Monday, April 16, 2012


note that the operative phrase is "could have". In other words, they really don't know.


EXPERTS believe the deaths of nearly 3,000 dolphins washed up on beaches in Peru could have been caused by sonar blasts used by firms to find oil under the sea.

The biggest of a number of beachings involved 1,500 of the mammals. They were found by staff from a marine coastal reserve in Piura. Just two weeks later later 615 dolphins washed up dead on beaches in the city of Lambayeque last month.

Peruvian scientists are investigating acoustic surveying carried out by companies looking for oil. The sonar blasts can damage the dolphins’ ears, causing intense pain and difficulty breathing.

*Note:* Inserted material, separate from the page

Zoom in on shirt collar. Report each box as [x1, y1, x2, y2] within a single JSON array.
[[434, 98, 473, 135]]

Dr Carlos Yaipen-Llanos, who is carrying out tests on the species, said: “Evidence points to acoustic impact but we are also looking to see if any diseases added to this unusual mortality event.” British environmentalist Mark Simmonds, of the Whale and Dolphin Conservation Society, believes fishing nets may also be to blame. He said similar incidents happened in Europe 30 years ago when dolphins suffocated after being caught in nets.

About 90 per cent of the dead creatures are long-beaked common dolphins. The rest are Burmiester’s porpoises that come inshore to calve.